I thought about August. I thought about what Callie had told me three months ago, mentioned once and casually, like it wasn’t the kind of thing that would stick in my head and refuse to leave. August drove to the children’s cancer ward every morning. Not once a week. Every morning. She brought her best roses, the ones she could have sold at the market for good money, and she donated it to the ward so they could replace yesterday’s flowers on each child’s bedside table with fresh ones. She had been doing it for over a year.

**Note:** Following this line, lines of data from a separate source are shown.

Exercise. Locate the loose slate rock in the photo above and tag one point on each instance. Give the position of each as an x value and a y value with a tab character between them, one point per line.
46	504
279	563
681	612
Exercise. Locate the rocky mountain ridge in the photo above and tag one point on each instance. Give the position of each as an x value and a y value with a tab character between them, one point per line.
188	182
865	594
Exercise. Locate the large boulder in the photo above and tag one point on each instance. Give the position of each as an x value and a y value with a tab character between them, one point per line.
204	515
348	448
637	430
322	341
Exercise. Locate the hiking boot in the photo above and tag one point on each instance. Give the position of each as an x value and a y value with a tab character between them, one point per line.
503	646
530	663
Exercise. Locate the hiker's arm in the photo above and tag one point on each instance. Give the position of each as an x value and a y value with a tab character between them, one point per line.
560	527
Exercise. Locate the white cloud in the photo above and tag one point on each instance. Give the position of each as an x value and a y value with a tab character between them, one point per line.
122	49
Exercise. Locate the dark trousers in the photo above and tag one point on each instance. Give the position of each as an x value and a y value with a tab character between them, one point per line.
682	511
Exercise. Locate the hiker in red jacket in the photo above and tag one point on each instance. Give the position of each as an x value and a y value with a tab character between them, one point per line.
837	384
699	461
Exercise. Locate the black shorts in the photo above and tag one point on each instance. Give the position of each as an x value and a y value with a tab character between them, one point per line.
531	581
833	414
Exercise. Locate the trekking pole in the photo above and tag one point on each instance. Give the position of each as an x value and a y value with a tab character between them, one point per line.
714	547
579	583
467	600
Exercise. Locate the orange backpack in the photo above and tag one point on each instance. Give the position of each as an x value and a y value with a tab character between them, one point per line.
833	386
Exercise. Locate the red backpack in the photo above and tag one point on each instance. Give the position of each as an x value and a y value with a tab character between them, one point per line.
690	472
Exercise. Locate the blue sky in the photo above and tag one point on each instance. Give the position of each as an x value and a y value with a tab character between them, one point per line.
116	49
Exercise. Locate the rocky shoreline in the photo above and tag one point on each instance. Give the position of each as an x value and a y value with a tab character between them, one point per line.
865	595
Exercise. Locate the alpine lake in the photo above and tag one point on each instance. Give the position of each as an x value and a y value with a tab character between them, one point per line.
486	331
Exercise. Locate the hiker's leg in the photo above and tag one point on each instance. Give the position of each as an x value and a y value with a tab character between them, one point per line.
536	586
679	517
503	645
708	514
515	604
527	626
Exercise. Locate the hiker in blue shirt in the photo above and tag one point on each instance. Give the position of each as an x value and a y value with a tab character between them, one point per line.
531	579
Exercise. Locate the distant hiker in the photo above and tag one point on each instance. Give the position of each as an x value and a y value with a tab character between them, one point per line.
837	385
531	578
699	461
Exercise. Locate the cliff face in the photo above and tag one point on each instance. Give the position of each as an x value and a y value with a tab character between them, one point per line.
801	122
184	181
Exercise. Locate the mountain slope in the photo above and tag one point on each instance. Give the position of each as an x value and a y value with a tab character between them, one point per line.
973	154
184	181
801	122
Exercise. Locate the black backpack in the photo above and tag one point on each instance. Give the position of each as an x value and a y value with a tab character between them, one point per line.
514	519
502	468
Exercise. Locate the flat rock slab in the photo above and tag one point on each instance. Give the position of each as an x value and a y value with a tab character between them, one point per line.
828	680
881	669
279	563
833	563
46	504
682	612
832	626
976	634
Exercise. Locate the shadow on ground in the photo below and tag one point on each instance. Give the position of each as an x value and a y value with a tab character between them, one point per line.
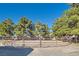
14	51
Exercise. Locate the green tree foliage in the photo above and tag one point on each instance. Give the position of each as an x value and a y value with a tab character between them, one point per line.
6	27
41	29
22	26
68	24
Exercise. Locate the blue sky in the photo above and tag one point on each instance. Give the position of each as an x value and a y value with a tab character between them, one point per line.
43	12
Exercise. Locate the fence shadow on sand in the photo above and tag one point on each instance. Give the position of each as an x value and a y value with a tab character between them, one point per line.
14	51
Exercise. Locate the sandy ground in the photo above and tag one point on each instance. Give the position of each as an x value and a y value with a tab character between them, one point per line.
49	48
71	50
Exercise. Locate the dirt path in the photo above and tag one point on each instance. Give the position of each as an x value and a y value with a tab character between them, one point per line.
71	50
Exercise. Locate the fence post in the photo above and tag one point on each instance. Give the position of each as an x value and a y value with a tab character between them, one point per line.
40	42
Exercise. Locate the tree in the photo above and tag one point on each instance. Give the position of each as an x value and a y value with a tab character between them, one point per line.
68	24
7	27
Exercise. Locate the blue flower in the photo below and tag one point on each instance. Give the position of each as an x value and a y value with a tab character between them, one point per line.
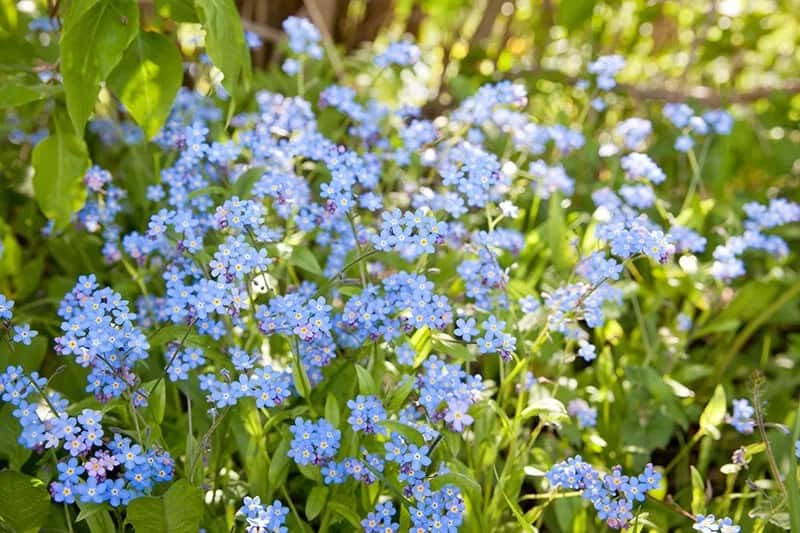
23	334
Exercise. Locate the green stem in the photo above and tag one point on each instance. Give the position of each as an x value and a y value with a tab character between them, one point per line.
68	518
682	453
773	465
753	326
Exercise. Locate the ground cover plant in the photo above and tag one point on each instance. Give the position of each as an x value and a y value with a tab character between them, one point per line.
306	298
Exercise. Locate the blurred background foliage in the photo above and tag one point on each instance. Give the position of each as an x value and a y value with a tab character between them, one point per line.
741	55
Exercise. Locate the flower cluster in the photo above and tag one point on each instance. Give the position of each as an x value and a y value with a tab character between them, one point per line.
99	332
742	417
314	442
727	262
712	524
613	495
263	519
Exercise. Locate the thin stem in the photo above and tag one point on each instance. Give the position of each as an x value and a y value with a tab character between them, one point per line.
773	465
686	447
361	267
68	518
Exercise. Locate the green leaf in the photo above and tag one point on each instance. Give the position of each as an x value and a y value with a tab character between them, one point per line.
411	435
279	466
698	492
94	38
147	80
177	10
24	501
305	259
156	402
179	510
714	413
365	382
346	512
246	180
301	381
60	162
16	92
316	502
792	489
332	410
96	516
225	43
547	408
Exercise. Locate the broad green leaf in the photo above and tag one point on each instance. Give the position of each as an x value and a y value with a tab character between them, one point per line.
548	408
410	434
16	92
177	10
147	80
96	517
225	43
24	501
347	513
179	510
316	502
94	38
305	259
714	413
60	162
400	394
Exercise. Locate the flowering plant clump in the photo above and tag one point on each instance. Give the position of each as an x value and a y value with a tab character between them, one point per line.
383	320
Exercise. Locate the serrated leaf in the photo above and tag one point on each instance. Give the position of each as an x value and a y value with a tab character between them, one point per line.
24	501
714	413
59	162
147	79
94	38
179	510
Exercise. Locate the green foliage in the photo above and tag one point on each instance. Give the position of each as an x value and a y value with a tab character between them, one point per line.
179	510
24	501
225	43
96	35
60	162
147	79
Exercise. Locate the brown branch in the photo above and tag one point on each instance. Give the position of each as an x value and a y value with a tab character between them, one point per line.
670	91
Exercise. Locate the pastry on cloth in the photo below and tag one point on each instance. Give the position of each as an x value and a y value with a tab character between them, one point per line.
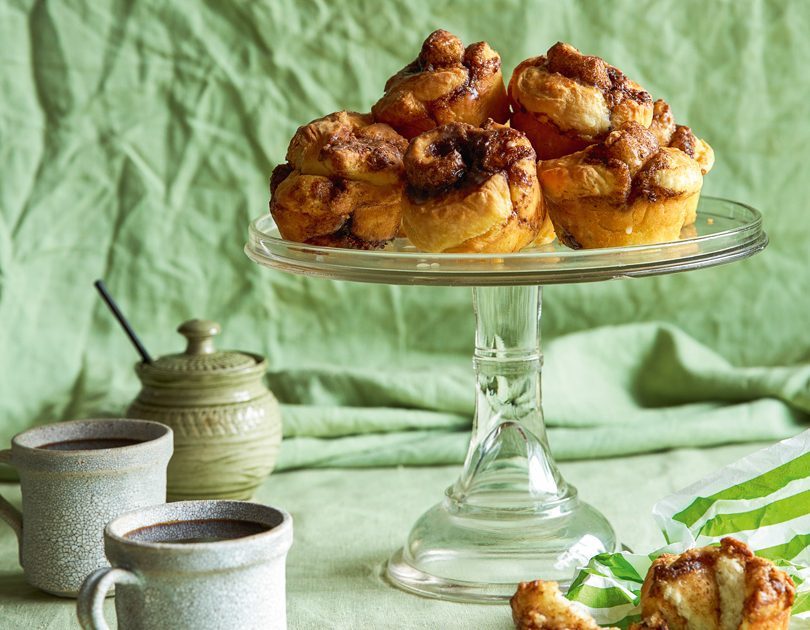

All the while paying her rent in installments.

I looked at Margaux.

Then I looked at the sandcastle.

Callie had walked down to the water with her lemonade, leaving me and Margaux to our conversation, which I knew she had heard every word of. She glanced at me once before she left. I knew that glance. It was the one she’d been giving me recently and that meant why are you doing this?

A little boy walked past our chairs. He was maybe four, five years old, wearing a tiny bucket hat and swim trunks with cartoon fish on them. He was walking very carefully, carrying a plastic cup of water in both hands, absolutely focused on not spilling it.

“Oh my god,” Margaux said under her breath. “Who dressed that child? Those trunks are—”

“Margaux.”

She stopped.

“Get a life,” I said. I put my margarita down on the armrest. “I mean that. A real one. Not the gala, not the Instagram, not the commentary. An actual life where you find something you give a damn about that isn’t what other people are wearing.”

Her face went very still.

“I was joking,” she said.

“You weren’t.”

I stood up.

She didn’t say anything else. I walked down to the sand.

Poppy saw me coming and pointed her stick at the empty patch of sand on August’s other side. “You can work on the east wing,” she said. “It needs reinforcement. It keeps falling.”

“What’s the east wing?”

“That side.” She pointed. “It needs to be wider at the base. August keeps making it too narrow.”

“I make it narrow because it looks more elegant,” August said.

“It looks more collapsed,” Poppy said.

I sat down in the sand. August was right next to me, close enough that I could see the freckle below her left ear that she didn’t know existed because she couldn’t see it without a mirror and two specific angles. I knew because I had catalogued it approximately two years ago and had been unable to un-catalogue it since.

She was wearing a yellow top and cutoff shorts, and she had sand on both elbows and a smear of it across her left cheek, and she looked like the beach was something she had always been a part of, like the water and the sky.